Modeling Improved Syllabification Algorithm for Amharic

Publication TypeConference Paper
Year of Publication2011
AuthorsHailu, Nirayo, and Hailemariam Sebsibe
BooktitleAGIS11 - Action Week for Global Information Sharing (AfLaT2011 Breakout Session)
LocationAddis Ababa, Ethiopia

We have done a thesis work with the title Modeling Improved Syllabification Algorithm. In this work, a rule-based automatic syllabification Algorithm for Amharic language using linguistic implementation notions is designed following the Maximal Onset and Sonority Hierarchy principles. Amharic is one of the most dominant Semitic Language next to Arabic spoken in the eastern part of Africa, Ethiopia. It is a syllabic language in which every grapheme represents consonant-vowel assimilation. However, while reading a text in Amharic, all the CV syllables are not uttered as expected and hence the syllables in the text are not the CV sequence seen in the grapheme sequence. Epenthesis and gemination are a major challenge in Amharic grapheme-to-phoneme conversion because of the failure of Amharic orthography to show epenthetic vowel and geminated consonants. This limits the performance of many Amharic speech systems (such as Text-To-Speech and Automatic Speech Recognition) and other natural language applications.
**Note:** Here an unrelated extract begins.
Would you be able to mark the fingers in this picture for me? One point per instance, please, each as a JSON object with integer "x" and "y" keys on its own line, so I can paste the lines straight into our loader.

After a thorough study of the syllable structure, identification of linguistic syllabification rules and a survey of the relevant literature, a set of rules were identified and used to design syllabification algorithm. The system was implemented and tested using carefully selected Amharic words. The overall performance of the system gave rise to 98.1% word accuracy rate with very high sensitivity of insertion of epenthesis.